🤖 AI Summary
Existing LLM fingerprinting methods exhibit weak semantic relevance and are vulnerable to Generation Revision Intervention (GRI) attacks, which can erase fingerprints and compromise model intellectual property protection. To address this, we propose the Implicit Fingerprinting (ImF) paradigm—the first to leverage semantically strong, implicitly paired fingerprints naturally embedded within question-answering behavior. ImF ensures behavioral consistency, perceptual indistinguishability, detection resistance, and erasure robustness. Our approach comprises four core components: formal modeling of GRI attacks, construction of semantically aligned question-answer pairs, implicit fingerprint injection, and a robust verification mechanism. Extensive experiments across multiple mainstream LLMs demonstrate that ImF achieves significantly higher fingerprint verification success rates than state-of-the-art baselines under diverse adversarial settings—including GRI, paraphrasing, and prompt engineering—while maintaining high robustness and practical deployability.
📝 Abstract
Training large language models (LLMs) is resource-intensive and expensive, making intellectual property (IP) protection essential. Most existing model fingerprint methods inject fingerprints into LLMs to protect model ownership. These methods create fingerprint pairs with weak semantic correlations, lacking the contextual coherence and semantic relatedness founded in normal question-answer (QA) pairs in LLMs. In this paper, we propose a Generation Revision Intervention (GRI) attack that can effectively exploit this flaw to erase fingerprints, highlighting the need for more secure model fingerprint methods.

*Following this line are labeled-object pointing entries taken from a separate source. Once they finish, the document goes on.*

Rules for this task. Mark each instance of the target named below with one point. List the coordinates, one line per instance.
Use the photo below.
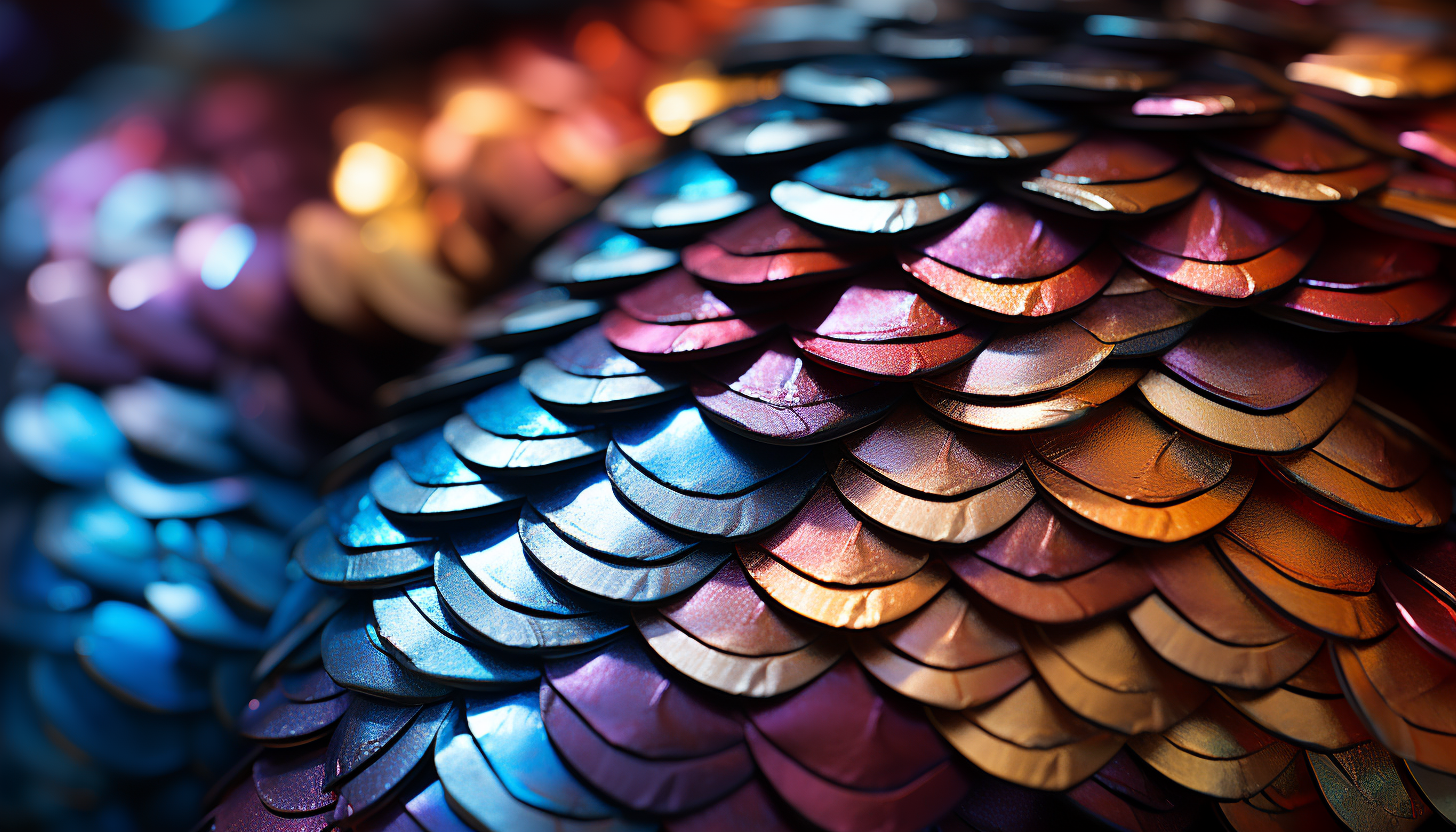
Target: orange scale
(1114, 585)
(1229, 281)
(1397, 306)
(1065, 290)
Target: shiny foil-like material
(1030, 432)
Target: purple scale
(1222, 225)
(776, 395)
(1258, 367)
(992, 803)
(843, 730)
(430, 809)
(242, 810)
(677, 297)
(390, 819)
(690, 341)
(622, 694)
(766, 230)
(877, 308)
(657, 786)
(750, 807)
(1038, 542)
(906, 809)
(291, 781)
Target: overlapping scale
(1108, 174)
(877, 190)
(1134, 551)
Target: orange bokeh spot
(599, 45)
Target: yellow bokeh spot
(484, 111)
(676, 105)
(370, 178)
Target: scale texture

Thus, we propose a novel injected fingerprint paradigm called Implicit Fingerprints (ImF). ImF constructs fingerprint pairs with strong semantic correlations, disguising them as natural QA pairs within LLMs. This ensures the fingerprints are consistent with normal model behavior, making them indistinguishable and robust against detection and removal. Our experiment on multiple LLMs demonstrates that ImF retains high verification success rates under adversarial conditions, offering a reliable solution for protecting LLM ownership.